A dirty read, also known as an uncommitted dependency, occurs in database management systems when a transaction reads data that has been modified by another transaction but has not yet been committed. If the modifying transaction later rolls back, the data read by the first transaction becomes invalid or 'dirty'.
Understanding Dirty Reads
Dirty reads are a common concurrency problem that can arise in transactional systems, particularly when the database's isolation level is set too low (e.g., READ UNCOMMITTED). They represent a violation of transaction isolation properties, specifically the 'Isolation' (I) in ACID principles, as one transaction can observe intermediate, uncommitted states of another.
The core issue is that the reading transaction sees a temporary state of the data. If the transaction that made the changes fails or decides to undo its changes (rollback), the data that was read will no longer reflect the final, consistent state of the database. This can lead to an application acting upon incorrect information.
Example Scenario
Consider a simple Accounts table with an account_id and balance. Two concurrent transactions, T1 and T2, are operating on the same account.
1. Transaction T1 starts: Updates balance for account_id = 123 from 1000 to 900. This change is not yet committed.
BEGIN TRANSACTION;
UPDATE Accounts SET balance = 900 WHERE account_id = 123;
2. Transaction T2 starts: Reads the balance for account_id = 123. Because of a low isolation level (like READ UNCOMMITTED), T2 sees the uncommitted change made by T1.
BEGIN TRANSACTION;
SELECT balance FROM Accounts WHERE account_id = 123;
-- T2 reads 900 (the uncommitted change)
3. Transaction T1 rolls back: Due to an error or business logic, T1 decides to undo its change. The balance for account_id = 123 reverts to its original value of 1000.
ROLLBACK;
-- balance for account_id = 123 is now 1000
In this scenario, T2 performed a dirty read. It read the balance as 900, but because T1 rolled back, the actual balance in the database remained 1000. T2 based its subsequent operations or decisions on inaccurate data (900), leading to potential inconsistencies.
Impact and Consequences
- Inaccurate Data: Applications may process or display data that never truly existed in the committed state of the database.
- Application Errors: Subsequent logic based on dirty data can lead to incorrect calculations, invalid state transitions, or even system crashes.

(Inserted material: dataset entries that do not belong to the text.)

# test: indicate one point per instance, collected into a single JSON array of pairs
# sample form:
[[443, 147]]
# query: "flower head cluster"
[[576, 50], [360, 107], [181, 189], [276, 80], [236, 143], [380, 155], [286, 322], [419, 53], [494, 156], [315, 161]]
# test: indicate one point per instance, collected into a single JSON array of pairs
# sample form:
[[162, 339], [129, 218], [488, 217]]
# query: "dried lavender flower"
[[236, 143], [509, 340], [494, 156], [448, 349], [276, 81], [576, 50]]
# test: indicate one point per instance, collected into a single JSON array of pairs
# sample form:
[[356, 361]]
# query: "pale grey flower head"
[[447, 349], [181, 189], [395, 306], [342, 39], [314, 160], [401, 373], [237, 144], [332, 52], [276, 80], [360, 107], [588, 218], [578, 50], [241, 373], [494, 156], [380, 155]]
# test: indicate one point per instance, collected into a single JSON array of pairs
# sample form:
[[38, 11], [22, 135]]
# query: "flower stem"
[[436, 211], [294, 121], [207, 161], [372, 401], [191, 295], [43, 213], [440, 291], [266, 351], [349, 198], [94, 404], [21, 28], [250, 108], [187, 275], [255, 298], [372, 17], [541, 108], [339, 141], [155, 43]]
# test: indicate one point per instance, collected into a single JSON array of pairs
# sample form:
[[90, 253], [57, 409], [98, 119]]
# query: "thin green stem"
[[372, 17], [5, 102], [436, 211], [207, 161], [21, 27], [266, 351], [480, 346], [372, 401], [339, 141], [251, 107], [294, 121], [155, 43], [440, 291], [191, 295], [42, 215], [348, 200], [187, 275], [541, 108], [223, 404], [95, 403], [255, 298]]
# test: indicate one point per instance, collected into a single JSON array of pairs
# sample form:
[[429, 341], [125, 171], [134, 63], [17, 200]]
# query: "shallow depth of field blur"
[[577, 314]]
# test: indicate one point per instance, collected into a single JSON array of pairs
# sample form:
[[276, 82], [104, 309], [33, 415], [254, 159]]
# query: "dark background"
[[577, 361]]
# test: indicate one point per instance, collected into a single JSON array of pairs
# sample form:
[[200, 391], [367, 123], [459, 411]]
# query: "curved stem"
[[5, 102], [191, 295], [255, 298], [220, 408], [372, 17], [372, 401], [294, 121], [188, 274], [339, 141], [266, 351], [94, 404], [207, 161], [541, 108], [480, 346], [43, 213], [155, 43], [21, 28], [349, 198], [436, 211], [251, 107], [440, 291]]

- Loss of Data Integrity: If not managed, dirty reads can compromise the overall consistency and reliability of the database.
Preventing Dirty Reads
The primary method to prevent dirty reads is by setting an appropriate transaction isolation level. Database systems offer various isolation levels, each providing different degrees of protection against concurrency anomalies.
- READ COMMITTED: This is a common default isolation level for many databases. It prevents dirty reads by ensuring that a transaction can only read data that has been committed by another transaction.
- REPEATABLE READ: Stronger than
READ COMMITTED, it prevents dirty reads and non-repeatable reads. - SERIALIZABLE: The highest isolation level, it prevents all standard concurrency anomalies, including dirty reads, non-repeatable reads, and phantom reads. It achieves full transactional isolation but can incur higher performance overhead.
-- Example of setting isolation level for a session or transaction
SET TRANSACTION ISOLATION LEVEL READ COMMITTED;
-- Or for a specific transaction (syntax may vary by DB)
BEGIN TRANSACTION ISOLATION LEVEL READ COMMITTED;
Summary
A dirty read occurs when a transaction reads data that has been written by another transaction but not yet committed. If the writing transaction then rolls back, the data read becomes invalid. This is a critical data consistency issue typically prevented by configuring the database's transaction isolation level to READ COMMITTED or higher, ensuring that only committed data is visible to other transactions.